これはまずい流れだと少し遅れて我に返った倉持は感じる。
うっかりいつもの調子で流してしまうと川上の女装が成立してしまう。
それはそれで見たいと思いかけて自制しているうちに川上が御幸の対応に回っていた。
「待て、俺にも学ランを着せろ」
「全員応援団じゃ華がないじゃん」
「女子に頼めよ」
華を求めて女装させられたのではたまったものではない。
御幸に通じるかわからないが常識的な意見を返してみる。
「俺の頼みを聞いてくれる女子がいると思うか?」
「そうだお前御幸だった……」
あまりの常識の通じなさに川上は軽く頭を抱える。
「倉持は? 頼めそうな女子いないか?」
御幸は早々に諦めて常識の通じそうな倉持に水を向けるが難しい顔をされた。
「俺は御幸係だから同情してくれる奴はいると思うけどチアとなると……」
御幸の面倒をみなければいけない立場で校内の同情を集めている倉持とはいえ、チア衣装着用を頼める女子はそうそう見つけられないだろう。

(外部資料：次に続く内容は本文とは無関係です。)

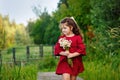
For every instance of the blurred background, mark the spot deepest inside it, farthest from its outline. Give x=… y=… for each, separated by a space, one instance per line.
x=38 y=24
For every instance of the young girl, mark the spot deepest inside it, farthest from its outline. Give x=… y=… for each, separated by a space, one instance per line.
x=70 y=35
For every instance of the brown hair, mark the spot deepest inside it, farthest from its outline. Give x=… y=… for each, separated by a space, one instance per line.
x=71 y=22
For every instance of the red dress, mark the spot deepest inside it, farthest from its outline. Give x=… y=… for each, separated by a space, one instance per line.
x=76 y=46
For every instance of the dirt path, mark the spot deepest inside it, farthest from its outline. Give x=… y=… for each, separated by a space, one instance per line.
x=50 y=76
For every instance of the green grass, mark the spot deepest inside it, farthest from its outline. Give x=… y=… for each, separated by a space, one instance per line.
x=107 y=68
x=97 y=71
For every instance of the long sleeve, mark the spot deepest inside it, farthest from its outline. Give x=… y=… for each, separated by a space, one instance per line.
x=81 y=46
x=57 y=49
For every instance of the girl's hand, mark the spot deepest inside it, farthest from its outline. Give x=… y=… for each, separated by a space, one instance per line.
x=64 y=53
x=70 y=55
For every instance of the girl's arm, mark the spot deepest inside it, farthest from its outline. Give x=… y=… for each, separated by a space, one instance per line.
x=64 y=53
x=71 y=55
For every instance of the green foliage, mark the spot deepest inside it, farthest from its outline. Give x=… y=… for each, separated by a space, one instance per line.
x=96 y=70
x=47 y=64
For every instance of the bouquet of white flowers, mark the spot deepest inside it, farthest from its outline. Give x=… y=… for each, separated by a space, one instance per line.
x=66 y=45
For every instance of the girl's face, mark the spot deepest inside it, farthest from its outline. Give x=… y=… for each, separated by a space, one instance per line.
x=66 y=30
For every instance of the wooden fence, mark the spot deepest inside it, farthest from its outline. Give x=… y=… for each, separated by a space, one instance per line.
x=40 y=51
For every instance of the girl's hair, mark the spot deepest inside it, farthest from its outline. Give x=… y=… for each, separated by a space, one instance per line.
x=70 y=21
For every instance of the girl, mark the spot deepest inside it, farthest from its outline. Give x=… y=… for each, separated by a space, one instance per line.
x=70 y=34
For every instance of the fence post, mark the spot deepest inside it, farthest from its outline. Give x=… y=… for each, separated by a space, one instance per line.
x=27 y=52
x=41 y=50
x=14 y=59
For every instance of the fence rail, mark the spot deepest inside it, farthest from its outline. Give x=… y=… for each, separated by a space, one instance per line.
x=26 y=53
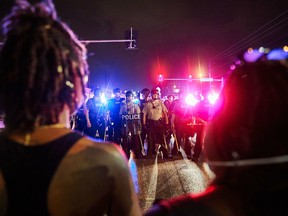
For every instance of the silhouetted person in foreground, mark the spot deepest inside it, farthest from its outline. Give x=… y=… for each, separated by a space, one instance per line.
x=246 y=147
x=45 y=168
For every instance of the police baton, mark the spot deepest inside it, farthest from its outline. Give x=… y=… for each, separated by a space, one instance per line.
x=176 y=141
x=142 y=147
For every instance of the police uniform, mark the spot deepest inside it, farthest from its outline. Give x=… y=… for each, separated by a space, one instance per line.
x=114 y=118
x=97 y=112
x=155 y=119
x=182 y=118
x=131 y=128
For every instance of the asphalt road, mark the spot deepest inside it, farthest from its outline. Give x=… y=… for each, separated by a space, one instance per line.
x=162 y=179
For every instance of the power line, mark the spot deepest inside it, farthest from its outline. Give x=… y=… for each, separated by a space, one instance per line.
x=237 y=45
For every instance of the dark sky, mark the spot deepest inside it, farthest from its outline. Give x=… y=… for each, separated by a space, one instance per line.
x=176 y=38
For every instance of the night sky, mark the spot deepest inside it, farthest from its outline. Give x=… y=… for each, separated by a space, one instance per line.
x=175 y=38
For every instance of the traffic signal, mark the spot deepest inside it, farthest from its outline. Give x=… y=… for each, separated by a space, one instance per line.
x=131 y=35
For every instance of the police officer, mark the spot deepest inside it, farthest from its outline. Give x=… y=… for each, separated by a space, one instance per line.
x=182 y=119
x=131 y=126
x=155 y=119
x=114 y=118
x=144 y=98
x=202 y=115
x=168 y=102
x=96 y=115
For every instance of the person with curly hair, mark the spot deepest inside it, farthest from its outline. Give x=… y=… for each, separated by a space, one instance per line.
x=45 y=167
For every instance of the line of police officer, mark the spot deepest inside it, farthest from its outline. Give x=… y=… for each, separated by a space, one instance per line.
x=150 y=121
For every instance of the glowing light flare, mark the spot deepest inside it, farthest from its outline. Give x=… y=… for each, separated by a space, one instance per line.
x=191 y=100
x=212 y=97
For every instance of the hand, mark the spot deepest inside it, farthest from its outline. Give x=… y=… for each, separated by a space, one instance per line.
x=167 y=127
x=88 y=124
x=145 y=127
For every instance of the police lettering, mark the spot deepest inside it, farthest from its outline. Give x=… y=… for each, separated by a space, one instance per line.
x=131 y=117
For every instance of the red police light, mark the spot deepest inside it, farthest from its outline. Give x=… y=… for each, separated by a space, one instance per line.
x=160 y=78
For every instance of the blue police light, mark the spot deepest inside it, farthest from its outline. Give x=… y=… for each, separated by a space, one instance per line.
x=191 y=100
x=103 y=99
x=160 y=78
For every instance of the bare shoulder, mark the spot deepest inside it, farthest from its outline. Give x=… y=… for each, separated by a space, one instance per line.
x=89 y=178
x=88 y=153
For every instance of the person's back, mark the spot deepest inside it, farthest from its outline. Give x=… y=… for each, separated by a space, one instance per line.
x=245 y=145
x=92 y=178
x=45 y=167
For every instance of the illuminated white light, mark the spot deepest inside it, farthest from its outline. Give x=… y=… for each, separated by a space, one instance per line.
x=103 y=99
x=212 y=97
x=191 y=100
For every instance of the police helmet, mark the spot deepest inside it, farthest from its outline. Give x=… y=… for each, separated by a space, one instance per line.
x=129 y=93
x=97 y=91
x=155 y=91
x=116 y=90
x=145 y=91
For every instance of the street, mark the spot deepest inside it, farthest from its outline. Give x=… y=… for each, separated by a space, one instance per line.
x=162 y=179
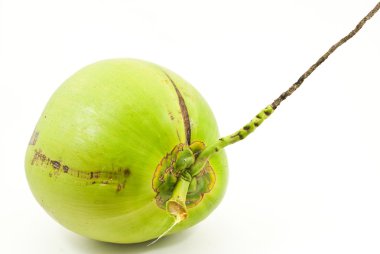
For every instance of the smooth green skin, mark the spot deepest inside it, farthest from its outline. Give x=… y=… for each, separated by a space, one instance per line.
x=112 y=115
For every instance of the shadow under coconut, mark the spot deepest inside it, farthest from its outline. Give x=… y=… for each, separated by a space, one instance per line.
x=85 y=245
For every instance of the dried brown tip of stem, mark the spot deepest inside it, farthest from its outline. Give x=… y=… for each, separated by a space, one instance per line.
x=312 y=68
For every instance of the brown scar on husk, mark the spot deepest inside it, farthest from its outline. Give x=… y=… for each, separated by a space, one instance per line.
x=184 y=111
x=33 y=138
x=117 y=178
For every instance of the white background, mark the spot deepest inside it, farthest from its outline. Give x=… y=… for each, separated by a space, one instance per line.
x=307 y=181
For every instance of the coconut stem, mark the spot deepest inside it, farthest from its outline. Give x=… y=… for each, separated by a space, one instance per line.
x=176 y=205
x=252 y=125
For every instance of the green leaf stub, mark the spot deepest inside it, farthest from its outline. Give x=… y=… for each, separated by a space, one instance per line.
x=166 y=176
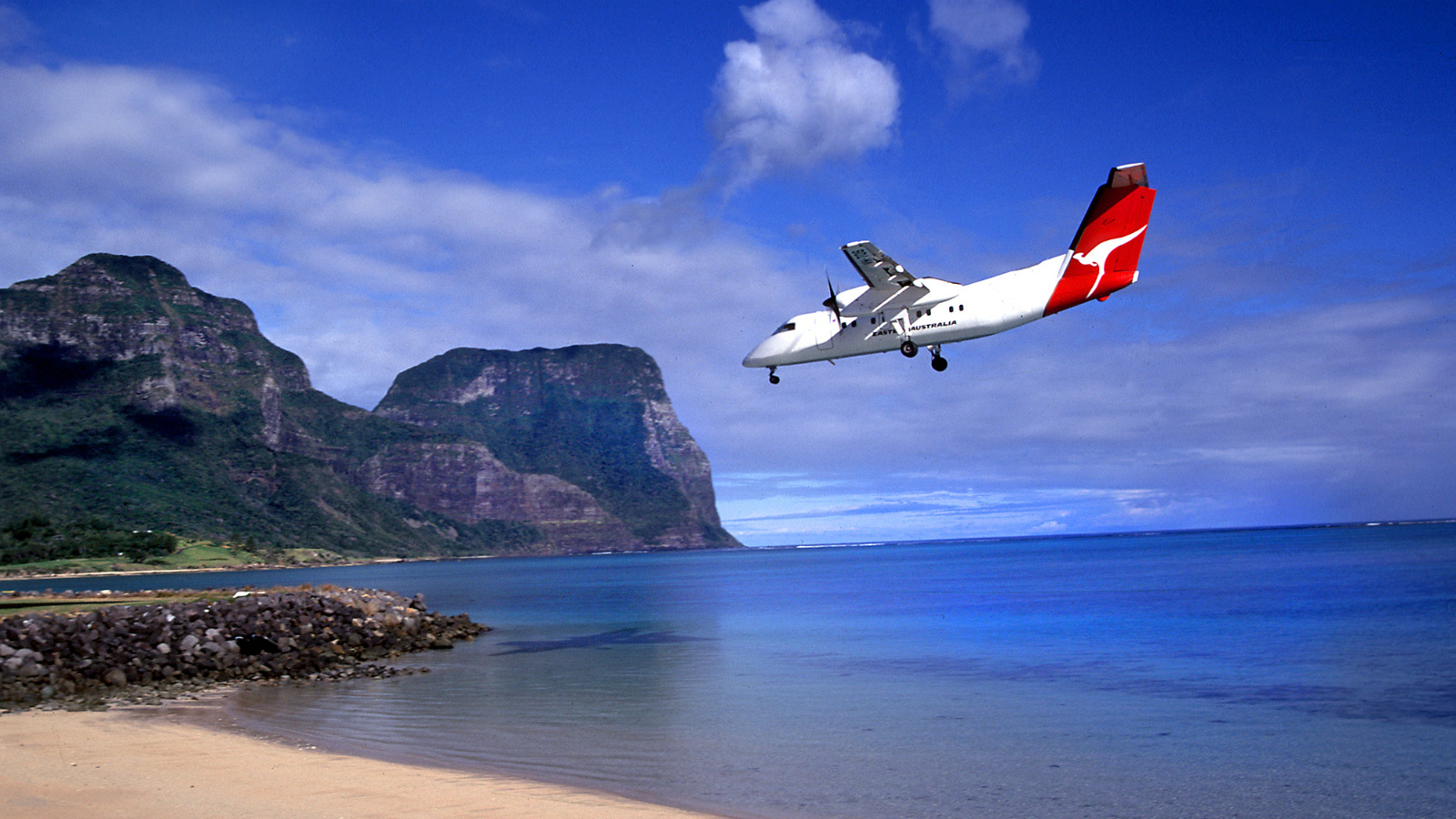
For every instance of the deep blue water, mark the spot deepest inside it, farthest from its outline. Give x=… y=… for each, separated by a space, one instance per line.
x=1298 y=672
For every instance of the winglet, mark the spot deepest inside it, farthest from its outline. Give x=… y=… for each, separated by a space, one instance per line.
x=1104 y=252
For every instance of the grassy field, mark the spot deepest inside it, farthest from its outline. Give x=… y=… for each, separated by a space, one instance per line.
x=44 y=603
x=188 y=555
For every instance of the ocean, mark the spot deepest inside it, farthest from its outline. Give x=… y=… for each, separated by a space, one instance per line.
x=1274 y=673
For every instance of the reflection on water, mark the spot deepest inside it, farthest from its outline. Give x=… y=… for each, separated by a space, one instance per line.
x=603 y=640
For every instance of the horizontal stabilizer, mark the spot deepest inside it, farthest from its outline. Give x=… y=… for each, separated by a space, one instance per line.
x=875 y=267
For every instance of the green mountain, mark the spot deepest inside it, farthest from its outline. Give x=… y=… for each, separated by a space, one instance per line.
x=133 y=399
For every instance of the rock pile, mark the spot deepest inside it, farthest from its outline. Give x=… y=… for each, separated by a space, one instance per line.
x=167 y=649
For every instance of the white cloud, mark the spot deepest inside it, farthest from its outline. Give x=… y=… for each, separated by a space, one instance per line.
x=361 y=264
x=798 y=95
x=985 y=41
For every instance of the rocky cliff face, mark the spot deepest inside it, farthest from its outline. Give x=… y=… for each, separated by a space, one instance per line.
x=130 y=395
x=581 y=440
x=108 y=308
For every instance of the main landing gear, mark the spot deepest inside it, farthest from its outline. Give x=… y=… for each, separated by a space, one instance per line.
x=938 y=363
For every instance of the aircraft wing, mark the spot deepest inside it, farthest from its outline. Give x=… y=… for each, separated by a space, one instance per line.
x=878 y=270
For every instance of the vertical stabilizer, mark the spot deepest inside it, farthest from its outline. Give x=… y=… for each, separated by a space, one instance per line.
x=1104 y=254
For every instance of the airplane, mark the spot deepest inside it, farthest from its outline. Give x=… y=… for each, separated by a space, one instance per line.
x=895 y=309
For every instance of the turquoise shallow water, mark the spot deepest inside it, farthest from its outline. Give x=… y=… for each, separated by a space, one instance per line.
x=1299 y=672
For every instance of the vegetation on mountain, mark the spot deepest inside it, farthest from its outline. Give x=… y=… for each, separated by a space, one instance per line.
x=135 y=404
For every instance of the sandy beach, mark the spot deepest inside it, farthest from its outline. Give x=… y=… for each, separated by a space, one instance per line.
x=167 y=763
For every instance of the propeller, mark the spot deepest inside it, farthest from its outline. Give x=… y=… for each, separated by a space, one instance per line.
x=834 y=299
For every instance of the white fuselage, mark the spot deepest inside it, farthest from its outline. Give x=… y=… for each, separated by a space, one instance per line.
x=929 y=314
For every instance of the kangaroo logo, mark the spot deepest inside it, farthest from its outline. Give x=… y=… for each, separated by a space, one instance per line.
x=1097 y=257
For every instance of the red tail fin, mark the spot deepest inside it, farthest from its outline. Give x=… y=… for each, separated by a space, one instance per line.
x=1106 y=249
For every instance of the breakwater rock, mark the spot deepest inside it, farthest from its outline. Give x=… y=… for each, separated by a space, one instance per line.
x=159 y=651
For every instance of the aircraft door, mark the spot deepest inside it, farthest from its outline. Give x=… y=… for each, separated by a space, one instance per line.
x=827 y=332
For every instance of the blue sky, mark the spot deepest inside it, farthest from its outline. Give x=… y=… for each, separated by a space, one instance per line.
x=383 y=181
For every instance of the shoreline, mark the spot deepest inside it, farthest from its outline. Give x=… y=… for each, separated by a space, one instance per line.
x=189 y=760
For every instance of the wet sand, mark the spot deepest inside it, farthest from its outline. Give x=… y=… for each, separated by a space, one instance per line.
x=147 y=763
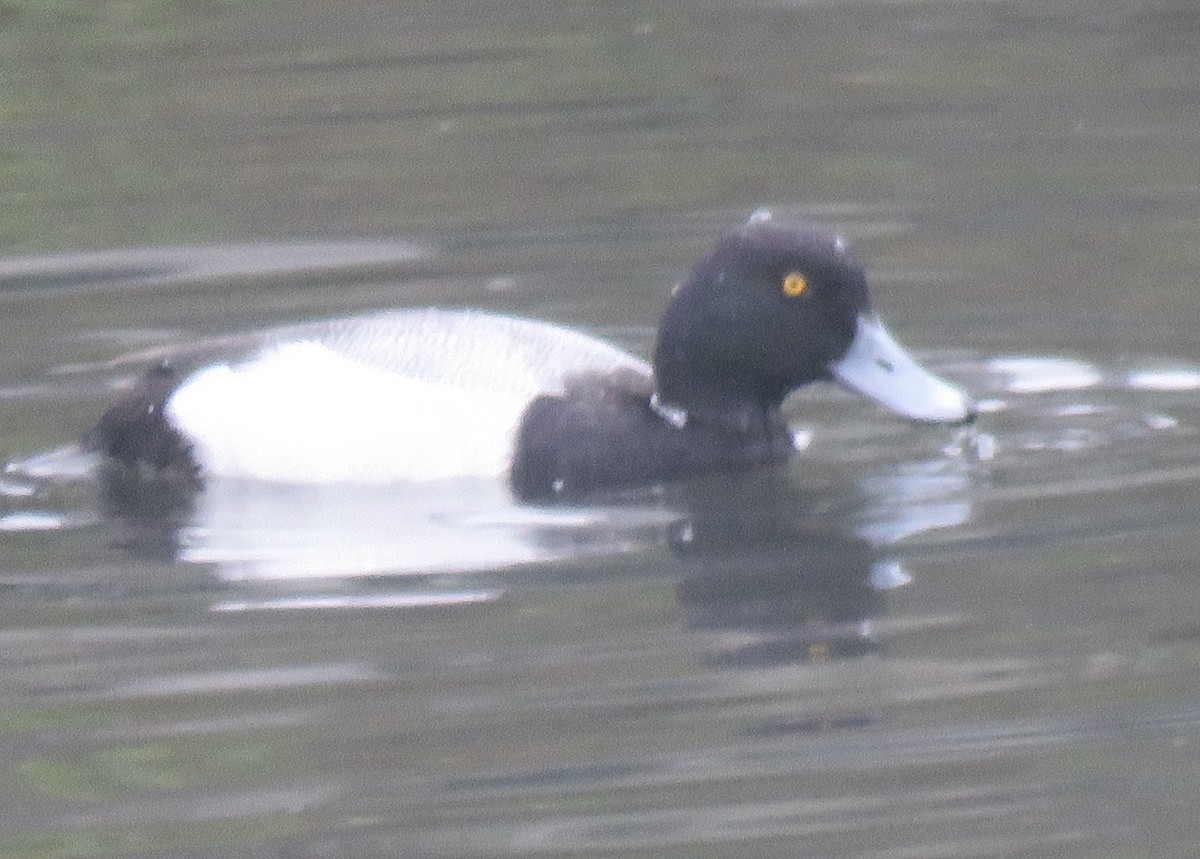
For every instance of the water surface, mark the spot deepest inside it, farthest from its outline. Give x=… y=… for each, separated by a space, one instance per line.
x=907 y=642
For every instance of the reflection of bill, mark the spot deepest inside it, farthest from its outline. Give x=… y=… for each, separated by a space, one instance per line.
x=792 y=581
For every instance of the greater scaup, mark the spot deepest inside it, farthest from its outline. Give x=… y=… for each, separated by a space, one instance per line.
x=429 y=394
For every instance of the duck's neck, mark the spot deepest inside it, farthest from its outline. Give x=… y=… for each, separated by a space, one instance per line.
x=739 y=415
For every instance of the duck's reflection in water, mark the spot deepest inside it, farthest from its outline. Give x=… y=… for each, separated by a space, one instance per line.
x=777 y=570
x=783 y=575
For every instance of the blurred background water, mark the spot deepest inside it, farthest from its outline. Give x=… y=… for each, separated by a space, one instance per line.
x=904 y=643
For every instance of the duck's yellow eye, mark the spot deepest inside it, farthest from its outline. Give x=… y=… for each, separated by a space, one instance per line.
x=795 y=283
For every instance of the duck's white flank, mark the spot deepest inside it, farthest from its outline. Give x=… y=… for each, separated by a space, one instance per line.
x=412 y=395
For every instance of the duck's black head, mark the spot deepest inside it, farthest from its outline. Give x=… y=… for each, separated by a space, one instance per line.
x=773 y=306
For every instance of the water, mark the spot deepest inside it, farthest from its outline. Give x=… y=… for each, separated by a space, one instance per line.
x=907 y=642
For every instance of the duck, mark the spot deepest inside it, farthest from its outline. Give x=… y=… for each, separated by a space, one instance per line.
x=436 y=394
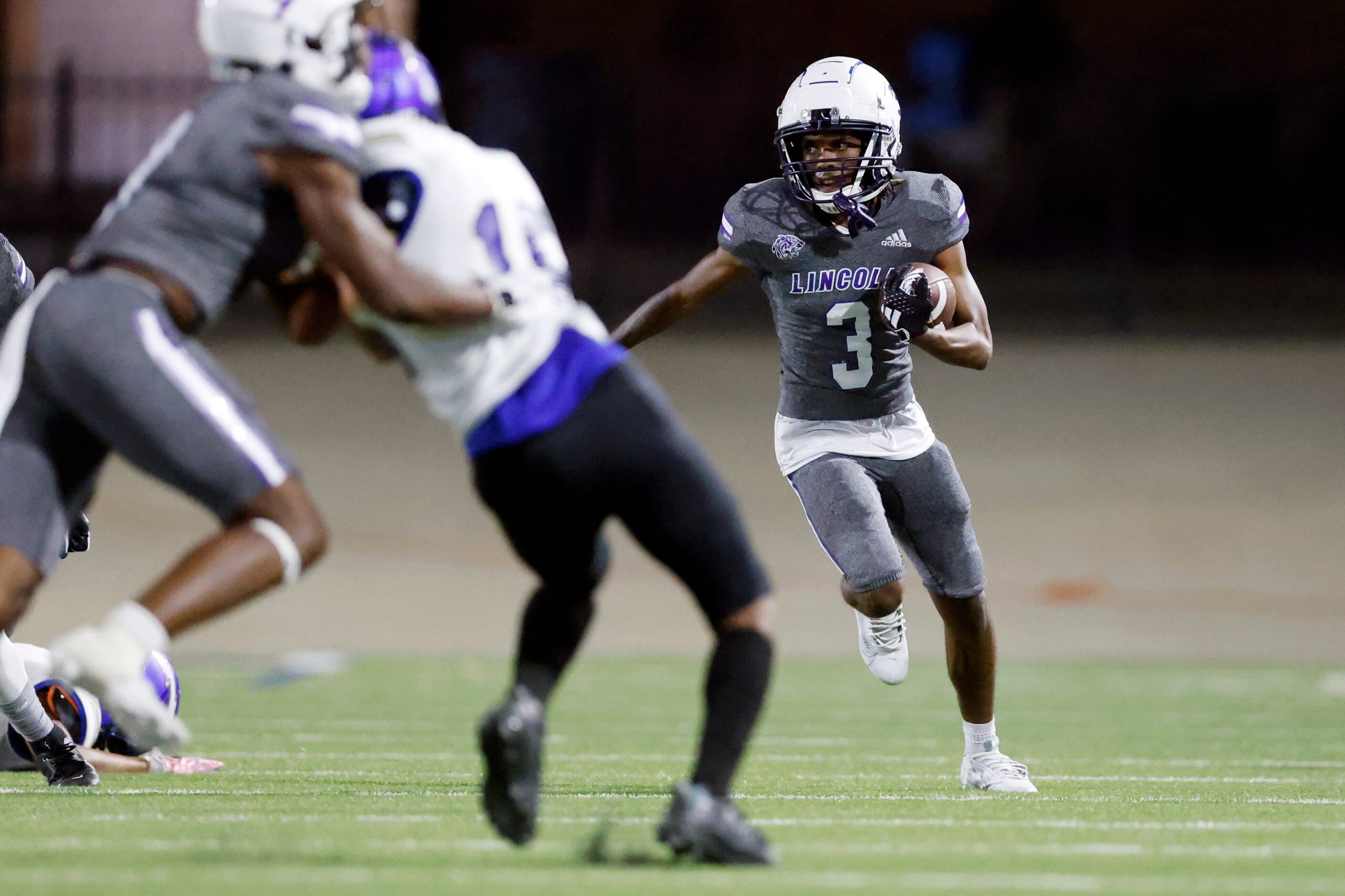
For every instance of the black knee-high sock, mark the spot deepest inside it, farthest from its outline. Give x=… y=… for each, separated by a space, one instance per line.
x=553 y=627
x=735 y=689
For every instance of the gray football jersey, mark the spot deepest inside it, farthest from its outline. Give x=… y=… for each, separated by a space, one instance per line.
x=200 y=208
x=17 y=281
x=837 y=362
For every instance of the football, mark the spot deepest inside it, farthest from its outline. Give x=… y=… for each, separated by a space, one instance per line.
x=311 y=310
x=942 y=294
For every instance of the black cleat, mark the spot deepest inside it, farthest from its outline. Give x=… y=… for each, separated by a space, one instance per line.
x=712 y=829
x=512 y=746
x=61 y=763
x=80 y=536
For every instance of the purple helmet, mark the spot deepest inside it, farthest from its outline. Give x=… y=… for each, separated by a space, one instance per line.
x=163 y=678
x=402 y=80
x=89 y=721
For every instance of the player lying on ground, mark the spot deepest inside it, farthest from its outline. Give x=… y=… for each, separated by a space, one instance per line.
x=93 y=728
x=849 y=435
x=564 y=432
x=99 y=358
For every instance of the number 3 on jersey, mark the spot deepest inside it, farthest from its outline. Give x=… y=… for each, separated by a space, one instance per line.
x=857 y=344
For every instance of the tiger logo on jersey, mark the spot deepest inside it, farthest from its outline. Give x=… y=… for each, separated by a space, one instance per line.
x=786 y=247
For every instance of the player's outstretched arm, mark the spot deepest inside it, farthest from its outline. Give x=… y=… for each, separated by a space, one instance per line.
x=330 y=205
x=709 y=276
x=967 y=342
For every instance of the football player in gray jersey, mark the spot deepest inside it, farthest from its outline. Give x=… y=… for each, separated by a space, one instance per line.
x=100 y=358
x=849 y=434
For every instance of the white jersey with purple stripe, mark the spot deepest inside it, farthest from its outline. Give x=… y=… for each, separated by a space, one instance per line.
x=475 y=216
x=837 y=362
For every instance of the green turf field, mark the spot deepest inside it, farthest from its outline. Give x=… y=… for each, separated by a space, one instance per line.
x=1164 y=780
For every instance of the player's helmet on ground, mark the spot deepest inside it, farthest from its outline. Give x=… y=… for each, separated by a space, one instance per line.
x=315 y=41
x=163 y=677
x=401 y=80
x=86 y=719
x=76 y=708
x=840 y=94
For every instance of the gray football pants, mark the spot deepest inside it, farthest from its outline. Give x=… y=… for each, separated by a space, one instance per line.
x=93 y=364
x=864 y=508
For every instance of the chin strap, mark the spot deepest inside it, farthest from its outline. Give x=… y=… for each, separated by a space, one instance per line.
x=860 y=217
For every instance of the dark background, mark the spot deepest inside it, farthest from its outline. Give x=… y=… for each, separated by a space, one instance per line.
x=1129 y=166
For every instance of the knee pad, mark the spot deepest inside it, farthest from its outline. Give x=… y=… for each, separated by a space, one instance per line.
x=290 y=557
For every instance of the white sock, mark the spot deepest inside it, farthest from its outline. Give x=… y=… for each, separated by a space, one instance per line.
x=142 y=625
x=18 y=701
x=981 y=738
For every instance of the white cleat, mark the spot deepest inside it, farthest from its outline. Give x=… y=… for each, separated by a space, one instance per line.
x=883 y=645
x=111 y=664
x=996 y=771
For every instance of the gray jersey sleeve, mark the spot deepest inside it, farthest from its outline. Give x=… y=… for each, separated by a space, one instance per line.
x=17 y=281
x=295 y=117
x=736 y=237
x=942 y=205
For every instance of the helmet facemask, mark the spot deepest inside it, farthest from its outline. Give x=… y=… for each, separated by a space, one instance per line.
x=316 y=42
x=864 y=177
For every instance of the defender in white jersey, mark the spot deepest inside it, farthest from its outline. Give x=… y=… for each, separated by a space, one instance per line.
x=564 y=432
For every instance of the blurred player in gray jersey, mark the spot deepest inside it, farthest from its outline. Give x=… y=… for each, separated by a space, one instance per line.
x=849 y=434
x=53 y=751
x=100 y=358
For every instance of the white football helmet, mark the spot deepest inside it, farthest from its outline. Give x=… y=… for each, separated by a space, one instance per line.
x=840 y=93
x=315 y=41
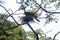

「確かに。女子にあのカッコしてくれって頼むと軽く変態だな」
「だろ? だからノリが女装すれば丸く収まる!」
「男に頼むのはもっと変態だこの御幸!」
川上がどうしたら御幸にブレーキがかけられるか考え込んだ所でさらに加速する御幸。
罵倒とともに思わず手が出た倉持に御幸は唇を尖らせて言う。
「えー、倉持だってノリのチアがいいだろー?」
しばし倉持の時が止まる。
「倉持?」
どうしたのかと川上が声をかけるとはっとした顔をして倉持は口を開いた。
「チアなしでやるぞ」
「なんでだよー。華ないの俺やだー」
「華より名誉だ!」
不満げな御幸を突っぱねて、話を打ち切るために倉持は席を立つ。
「ゾノ、吹奏楽部が大会近いらしいから俺らで応援団やろうぜ、学ラン着て!」
そして御幸に口をはさむ暇を与えず話を進める。
御幸を徹底的にシャットアウトして応援団計画は成立した。

「ふー……よくやった俺」
話をある程度詰めて後はまた翌日となったので倉持は外に出て深々とため息をつく。
御幸が自分を川上の女装を望む者仲間に引き入れようとした所からの回避行動はなかなかのものだった。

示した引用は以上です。